I was in a group that did good and bad things and there were tons of things shared with me that I didn't use and you weren't mandated to do anything nefarious. They had non-traditional paths to media stored all over the net - I could basically get any book I wanted for free. People would post entry points and talk about scripts they dropped, they made it very easy to do anything you wanted. Now, I joined this group because it was a security forum but once I was made a moderator their darker side showed, this wasn't public information. They still exist but I won't say their name. It was mostly curiousity based searches that led them to issues online so I don't think that they need to be "exposed" for something like that.

Even myself I have found lots of things wrong while just roaming the net, I usually tell the website owners if they have addresses listed, I even got an email back from issues I found at a .gov site saying thanks. Hackers white or black have usually read the RFCs and understand how systems should work online, that's what makes them potent, not necessarily a programming base although I can't name one person from that community that didn't have an interest in programming. When you know how something is put together, you have better chances of taking it apart. Some of them also set up honeypots too for investigation, they offer resources or leave exploits open to watch people interact with the system and log what they do so that they have a method to combat them. Plenty of them were half and half or grey, they chose when to be naughty but the majority of the time were nice. All of them had a job in IT in some fashion, even if it was just help desk.
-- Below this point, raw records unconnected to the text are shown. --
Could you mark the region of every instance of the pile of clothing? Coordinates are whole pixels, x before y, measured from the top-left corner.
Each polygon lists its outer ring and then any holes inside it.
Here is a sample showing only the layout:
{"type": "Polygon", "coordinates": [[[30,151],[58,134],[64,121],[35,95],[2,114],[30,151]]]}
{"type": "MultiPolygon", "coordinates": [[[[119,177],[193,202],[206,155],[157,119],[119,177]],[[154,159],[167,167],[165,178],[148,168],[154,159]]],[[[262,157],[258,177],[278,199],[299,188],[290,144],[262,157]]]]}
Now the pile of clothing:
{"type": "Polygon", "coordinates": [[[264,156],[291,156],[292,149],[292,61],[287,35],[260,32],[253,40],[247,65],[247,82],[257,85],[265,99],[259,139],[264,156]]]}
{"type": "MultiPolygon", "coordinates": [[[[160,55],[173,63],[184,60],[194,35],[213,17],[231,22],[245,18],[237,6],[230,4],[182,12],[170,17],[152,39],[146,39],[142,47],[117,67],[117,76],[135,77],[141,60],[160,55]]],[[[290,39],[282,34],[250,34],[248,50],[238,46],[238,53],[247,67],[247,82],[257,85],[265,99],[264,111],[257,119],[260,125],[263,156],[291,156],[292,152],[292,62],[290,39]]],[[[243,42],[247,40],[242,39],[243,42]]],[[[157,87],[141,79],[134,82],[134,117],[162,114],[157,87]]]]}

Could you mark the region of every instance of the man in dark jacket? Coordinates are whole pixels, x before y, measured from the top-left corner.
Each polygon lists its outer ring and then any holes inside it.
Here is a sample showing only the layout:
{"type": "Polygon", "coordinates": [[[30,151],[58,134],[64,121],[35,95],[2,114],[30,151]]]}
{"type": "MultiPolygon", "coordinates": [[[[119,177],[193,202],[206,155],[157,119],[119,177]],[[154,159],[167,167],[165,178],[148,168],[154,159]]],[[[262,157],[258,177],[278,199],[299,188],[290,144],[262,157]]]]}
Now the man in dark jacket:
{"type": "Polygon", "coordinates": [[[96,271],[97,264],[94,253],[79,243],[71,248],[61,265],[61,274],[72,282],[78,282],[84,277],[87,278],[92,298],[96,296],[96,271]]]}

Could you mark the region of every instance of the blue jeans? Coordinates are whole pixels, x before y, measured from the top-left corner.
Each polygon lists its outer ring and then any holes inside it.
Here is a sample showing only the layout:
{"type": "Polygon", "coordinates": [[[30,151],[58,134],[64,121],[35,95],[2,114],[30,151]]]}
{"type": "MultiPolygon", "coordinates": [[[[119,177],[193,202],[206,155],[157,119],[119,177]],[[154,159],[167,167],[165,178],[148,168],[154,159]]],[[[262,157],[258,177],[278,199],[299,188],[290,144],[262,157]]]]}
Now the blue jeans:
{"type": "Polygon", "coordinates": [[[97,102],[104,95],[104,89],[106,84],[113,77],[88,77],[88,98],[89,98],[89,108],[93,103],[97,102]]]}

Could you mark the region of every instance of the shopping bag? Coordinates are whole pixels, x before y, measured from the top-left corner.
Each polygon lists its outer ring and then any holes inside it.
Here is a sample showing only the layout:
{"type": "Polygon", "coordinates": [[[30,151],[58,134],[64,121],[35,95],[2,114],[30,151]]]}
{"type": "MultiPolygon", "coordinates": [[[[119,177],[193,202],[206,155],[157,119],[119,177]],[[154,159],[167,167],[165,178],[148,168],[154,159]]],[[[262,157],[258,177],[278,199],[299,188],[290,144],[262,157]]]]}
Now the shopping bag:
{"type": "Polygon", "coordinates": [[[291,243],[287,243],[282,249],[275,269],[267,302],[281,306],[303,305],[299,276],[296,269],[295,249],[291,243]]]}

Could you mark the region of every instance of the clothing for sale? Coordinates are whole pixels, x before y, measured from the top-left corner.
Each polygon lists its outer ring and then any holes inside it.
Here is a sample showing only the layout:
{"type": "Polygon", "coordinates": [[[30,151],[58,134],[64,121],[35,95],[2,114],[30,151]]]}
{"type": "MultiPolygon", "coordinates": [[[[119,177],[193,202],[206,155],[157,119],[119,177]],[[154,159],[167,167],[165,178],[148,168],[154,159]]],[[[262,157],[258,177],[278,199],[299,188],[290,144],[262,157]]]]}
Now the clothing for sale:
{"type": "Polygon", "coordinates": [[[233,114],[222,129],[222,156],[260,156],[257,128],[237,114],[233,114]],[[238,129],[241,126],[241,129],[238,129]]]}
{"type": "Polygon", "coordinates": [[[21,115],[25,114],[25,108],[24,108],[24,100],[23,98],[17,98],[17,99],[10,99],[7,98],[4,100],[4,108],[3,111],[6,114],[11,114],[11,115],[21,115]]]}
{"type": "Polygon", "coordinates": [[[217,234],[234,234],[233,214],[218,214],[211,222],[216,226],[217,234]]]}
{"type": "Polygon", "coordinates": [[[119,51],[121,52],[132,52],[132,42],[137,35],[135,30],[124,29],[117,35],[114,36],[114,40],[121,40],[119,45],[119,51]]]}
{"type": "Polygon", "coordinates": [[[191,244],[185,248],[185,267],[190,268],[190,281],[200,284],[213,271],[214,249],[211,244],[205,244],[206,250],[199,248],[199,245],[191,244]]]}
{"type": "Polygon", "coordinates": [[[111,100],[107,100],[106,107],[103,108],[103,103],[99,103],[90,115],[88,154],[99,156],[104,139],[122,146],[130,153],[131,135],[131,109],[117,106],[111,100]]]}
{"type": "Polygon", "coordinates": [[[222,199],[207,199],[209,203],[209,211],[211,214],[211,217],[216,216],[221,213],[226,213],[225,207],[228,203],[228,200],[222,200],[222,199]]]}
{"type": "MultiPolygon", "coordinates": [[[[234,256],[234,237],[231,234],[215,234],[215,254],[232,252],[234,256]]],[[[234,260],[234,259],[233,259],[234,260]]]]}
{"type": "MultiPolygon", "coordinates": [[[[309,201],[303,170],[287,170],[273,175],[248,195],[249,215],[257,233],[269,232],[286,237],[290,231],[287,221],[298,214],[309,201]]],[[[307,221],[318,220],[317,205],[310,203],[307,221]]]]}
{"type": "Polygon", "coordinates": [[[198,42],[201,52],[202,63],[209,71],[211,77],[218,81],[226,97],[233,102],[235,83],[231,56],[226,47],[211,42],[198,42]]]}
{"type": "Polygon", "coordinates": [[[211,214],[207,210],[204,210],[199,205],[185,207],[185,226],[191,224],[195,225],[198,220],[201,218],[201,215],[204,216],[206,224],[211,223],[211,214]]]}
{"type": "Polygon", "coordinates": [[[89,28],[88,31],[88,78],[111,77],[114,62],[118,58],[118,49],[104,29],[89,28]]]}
After being involved with that security group, I don't trust many templates, frameworks, or prefab anythings online because I saw so many have tons of security holes. That's what I learned from the experience so I'll pass that along.

On the subject someone mentioned of social engineering, that is useful stuff. I learned that a certain company wouldn't talk to third party providers when I was trying to get information for an API, once I figured out how to talk to them as if I was confused and threw a bunch of company information at them, they would cave in (against their own security policies) to give me the back-end login information I needed to complete my project without the client having to interrupt their tasks for me. Now, what if I really weren't authorized to do what I was doing... the customer service was a leak wide open. Guess the subject? Credit card transactions.

When I worked at the state we had to change our passwords every 15 days, one of the managers came up with a method to do it based on certain things, everyone was using the same password and there was one older woman that had the scheme on a sticky note on her monitor to remember it. Sometimes network tightening leads to humans doing workarounds that cause security problems that anyone roaming the buildings could find out. All you would need is a UPS uniform to walk freely around lots of buildings.